In das Zelluloid wurde vor der vor der lichtempfindlichen Schicht ein
Linsenraster eingeprägt. Was sich so einfach anhört benötigt aber höchste
Präzision, da dieses Raster natürlich nur mikroskopisch klein ist. Bei der
Aufnahme wurde dann ein Farbfilterobjektiv vor die Aufnahmelinse der Kamera
gesteckt. Diese teilte das Bild in 3 Strahlengänge, wodurch die
Farbinformationen getrennt voneinander auf dem Schwarz-Weiß-Material belichtet
wurden.
Die Projektion erfolgt genau umgekehrt. Durch das Linsenraster wird der
Lichtstrahl zum passenden Farbfilter gelenkt. Auf der Leinwand wird aus den
einzelnen Farbinformationen wieder die Ursprungsfarbe gemischt.
Physikalisch ist die Reihenfolge der drei Grundfarben sowie deren Ausrichtung (
also horizontal oder vertikal ) nicht relevant, einen homogenen Anteil je
Grundfarben kann man als logisch voraussetzten. Es steht zu Vermuten, dass immer
eine vertikale Anordnung des Farbfilters gewählt wurde, dies würde sich auch mit
der Prägerichtung des Rasters decken.
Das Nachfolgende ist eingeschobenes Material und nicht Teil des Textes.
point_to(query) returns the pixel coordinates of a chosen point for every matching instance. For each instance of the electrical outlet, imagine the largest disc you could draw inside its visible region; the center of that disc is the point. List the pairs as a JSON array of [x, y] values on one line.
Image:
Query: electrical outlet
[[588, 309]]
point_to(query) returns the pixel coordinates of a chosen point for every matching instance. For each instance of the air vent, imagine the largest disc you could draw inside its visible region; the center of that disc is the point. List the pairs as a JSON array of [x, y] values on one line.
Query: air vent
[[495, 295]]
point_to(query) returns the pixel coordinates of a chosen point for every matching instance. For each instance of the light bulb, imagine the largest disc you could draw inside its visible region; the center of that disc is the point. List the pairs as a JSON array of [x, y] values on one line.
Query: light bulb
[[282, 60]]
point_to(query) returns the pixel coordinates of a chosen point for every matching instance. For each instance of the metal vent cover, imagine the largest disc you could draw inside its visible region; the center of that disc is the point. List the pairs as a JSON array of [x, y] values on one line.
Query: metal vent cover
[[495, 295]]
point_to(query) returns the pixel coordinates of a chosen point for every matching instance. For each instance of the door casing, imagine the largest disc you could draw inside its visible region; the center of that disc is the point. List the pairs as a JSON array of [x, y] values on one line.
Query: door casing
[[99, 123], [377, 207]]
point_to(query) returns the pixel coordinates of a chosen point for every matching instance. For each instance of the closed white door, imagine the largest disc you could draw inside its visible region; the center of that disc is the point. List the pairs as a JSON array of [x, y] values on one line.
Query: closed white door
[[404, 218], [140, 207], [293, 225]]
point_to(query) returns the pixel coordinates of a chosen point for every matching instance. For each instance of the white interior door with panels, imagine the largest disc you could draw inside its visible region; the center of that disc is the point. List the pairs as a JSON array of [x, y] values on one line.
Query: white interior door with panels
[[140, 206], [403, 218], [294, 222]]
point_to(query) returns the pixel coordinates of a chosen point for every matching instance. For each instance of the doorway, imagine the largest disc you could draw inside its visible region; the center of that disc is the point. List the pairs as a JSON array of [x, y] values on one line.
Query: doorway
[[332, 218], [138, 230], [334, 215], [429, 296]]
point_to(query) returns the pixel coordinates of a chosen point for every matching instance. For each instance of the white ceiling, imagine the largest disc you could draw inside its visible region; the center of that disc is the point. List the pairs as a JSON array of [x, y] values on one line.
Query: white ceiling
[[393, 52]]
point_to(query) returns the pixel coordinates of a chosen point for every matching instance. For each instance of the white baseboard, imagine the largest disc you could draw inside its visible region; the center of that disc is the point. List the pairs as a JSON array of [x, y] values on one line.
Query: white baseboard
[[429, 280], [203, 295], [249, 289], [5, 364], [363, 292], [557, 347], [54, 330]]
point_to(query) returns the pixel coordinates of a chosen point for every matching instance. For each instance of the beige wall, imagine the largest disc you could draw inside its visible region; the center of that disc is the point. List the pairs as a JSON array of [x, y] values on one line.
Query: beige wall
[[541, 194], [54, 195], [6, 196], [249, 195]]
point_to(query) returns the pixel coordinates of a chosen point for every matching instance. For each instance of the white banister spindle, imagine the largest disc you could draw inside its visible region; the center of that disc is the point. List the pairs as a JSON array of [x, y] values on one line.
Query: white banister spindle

Voraussetzung für eine farbenrichtige
Vorführung ist allerdings, dass der Farbfilter genau dem bei der Aufnahme
verwendeten entspricht und dieser auch exakt ausgerichtet wird.
Das Prinzip schien mir verständlich, doch wie das wohl in der Praxis ausgesehen
haben mochte ? Irgendwann habe ich mich mit Hans Peter Schmitz ( Ratingen -
inzwischen in Leezdorf, "dass ist da wo andere Urlaub machen" :-) ), bei
dem ich mich auf diesem Wege für die vielen tollen Informationen bedanken
möchte, über das Verfahren unterhalten. Nicht schlecht gestaunt habe ich, als er
mir sagte, solch einen Film schon gesehen zu haben. Kurz darauf hielt ich eine DVD in Händen, die auch eine Kopie eines Privatfilms von 1931 enthielt. Günter
Stark aus Düsseldorf hat unter dem Titel “ Wiederntdeckt und vorgeführt “
bereits 1990 eine Dokumentation erstellt. Er berichtet wie er durch Zufall an
eine Kopie aus dem Nachlass von Walther Bever-Mohr gekommen ist und wie er die
Voraussetzungen für eine Vorführung geschaffen hat. Herr Bever-Mohr war in den
1950ern Präsident des Bund Deutscher Filmamateure e.V. . In einer Autobiografie
berichtet Herr Bever-Mohr 1931 seine ersten Farbfilme auf Kodakcolor
Linsenrasterfilmmaterial aufgenommen zu haben. Und genau einer dieser Filme lag
jetzt in den Händen von Günter Stark. Aufgefallen ist ihm dieser
Schwarz-Weißfilm durch zunächst unerklärliche gleichmäßige Streifen, eben das
Raster, und die Beschriftung Kodakcolor. Einer Projektion in schwarz-weiß stand
nichts im Wege, doch die Herausforderung bestand darin dem Film die Farben zu
entlocken. Herr Stark erhielt nach langem Suchen von einem Kameramann des WDR
einen alten Kameravorsatz. Diesen nutzte er als Basis um einen
Projektionsvorsatz für seinen Siemens Projektor 2000 zu fertigen. Hierbei kommt
es natürlich sehr auf die Genauigkeit der Ausrichtung und Breite der
Farbstreifenfolien an. Zu diesem Zeitpunkt war noch nicht klar ob die Anordnung
der Farbfolien denen des bei der Aufnahme verwendeten Filters entsprachen. In
diesem Fall stimmte die vertikale Anordnung der Farben rot, grün und blau, so
dass sich das Ergebnis, im wahrsten Sinne des Wortes, sehen lassen konnte.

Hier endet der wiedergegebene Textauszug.